不思議の国・ワンダーメア マーチブロー…―。
深い森の奥で、一人の王子を目覚めさせたのは今からちょうど一週間前。
私はその時に目覚めさせた王子、マーチアさんに招待され、マーチブローの城を訪れていた。
(確か、招待状には中庭にいるって書いてあったよね)
中庭へ足を運ぶと、真っ白なテーブルチェアの上に、様々なお菓子や紅茶が用意されていた。

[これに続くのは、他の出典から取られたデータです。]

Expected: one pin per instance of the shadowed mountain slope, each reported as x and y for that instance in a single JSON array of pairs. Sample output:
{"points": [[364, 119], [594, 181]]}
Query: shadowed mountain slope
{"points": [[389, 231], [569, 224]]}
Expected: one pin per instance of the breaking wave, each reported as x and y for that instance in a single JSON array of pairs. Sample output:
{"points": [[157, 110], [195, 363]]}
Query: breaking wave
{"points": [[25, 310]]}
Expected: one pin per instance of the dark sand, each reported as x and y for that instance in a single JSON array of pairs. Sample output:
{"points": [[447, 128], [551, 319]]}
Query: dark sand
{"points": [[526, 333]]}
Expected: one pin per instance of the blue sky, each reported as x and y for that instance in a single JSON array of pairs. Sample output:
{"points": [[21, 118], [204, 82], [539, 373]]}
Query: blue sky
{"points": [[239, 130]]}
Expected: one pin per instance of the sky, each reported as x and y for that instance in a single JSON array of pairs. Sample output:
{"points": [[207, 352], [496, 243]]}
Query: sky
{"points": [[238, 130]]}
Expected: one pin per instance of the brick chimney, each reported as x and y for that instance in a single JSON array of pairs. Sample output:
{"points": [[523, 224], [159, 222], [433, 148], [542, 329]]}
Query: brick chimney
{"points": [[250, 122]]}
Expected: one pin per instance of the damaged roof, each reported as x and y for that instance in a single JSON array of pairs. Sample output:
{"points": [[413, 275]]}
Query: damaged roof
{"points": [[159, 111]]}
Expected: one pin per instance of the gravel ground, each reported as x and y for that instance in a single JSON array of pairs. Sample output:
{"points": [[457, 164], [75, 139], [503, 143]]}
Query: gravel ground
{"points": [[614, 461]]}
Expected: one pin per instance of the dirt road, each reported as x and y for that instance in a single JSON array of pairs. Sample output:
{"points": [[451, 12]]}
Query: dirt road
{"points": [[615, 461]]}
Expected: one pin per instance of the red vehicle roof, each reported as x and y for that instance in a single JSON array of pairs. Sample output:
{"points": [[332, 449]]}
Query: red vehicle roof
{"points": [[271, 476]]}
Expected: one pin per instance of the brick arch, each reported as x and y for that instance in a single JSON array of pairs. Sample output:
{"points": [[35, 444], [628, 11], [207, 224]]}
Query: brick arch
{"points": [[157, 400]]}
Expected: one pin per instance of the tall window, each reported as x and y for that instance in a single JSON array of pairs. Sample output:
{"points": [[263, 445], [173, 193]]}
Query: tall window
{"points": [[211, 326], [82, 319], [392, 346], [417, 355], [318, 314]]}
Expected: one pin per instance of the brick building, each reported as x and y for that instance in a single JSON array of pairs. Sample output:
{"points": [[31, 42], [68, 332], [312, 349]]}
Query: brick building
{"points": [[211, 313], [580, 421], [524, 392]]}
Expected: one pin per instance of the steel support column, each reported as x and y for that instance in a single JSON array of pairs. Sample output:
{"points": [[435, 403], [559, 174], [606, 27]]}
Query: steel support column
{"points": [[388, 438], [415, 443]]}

マーチア「やあやあ、遠いところからよく来てくれたね! ささ、この椅子に座って」
長く垂れた耳を手で弄びながら、マーチアさんが元気よく私を迎えてくれた。
〇〇「えっと……」
マーチア「遠慮することなんてないでしょう? 今日は君との再会を楽しむお茶会なんだから。 いつもつるんでる悪友達から、君がトロイメアのお姫様だって聞いて楽しみにしてたんだよ」
八重歯を見せて、マーチアさんは手にしたカップに紅茶を注ぐ。
〇〇「ありがとうござ…―っ!?」
突然…―。
手渡されたカップから小鳥が飛び立ち、私は驚いて肩を揺らした。
マーチア「へへ、驚いた? ねえ、今の驚いた!?」
にんまりと笑い、別のカップに新たに紅茶を注ぎ始める。
(びっくりした……手品か何かだったのかな)
(この人が、三月ウサギたちの集落をまとめる、この国の王子?)
マーチア「いやぁ、あのトロイメアのお姫様が第二のアリスだなんてビックリだよね。うん、ほんとビックリ」
〇〇「……私が、アリス?」
マーチア「そうそう、昔このワンダーメアに表れたって言う、言い伝えの少女……って何その顔。 あれ? もしかして……違うの!?」
〇〇「私はアリスではなく、〇〇ですが……」
マーチア「……!?」
その瞬間、マーチアさんは口をあんぐりと開き、手にしていたポットを地面に落とした…―。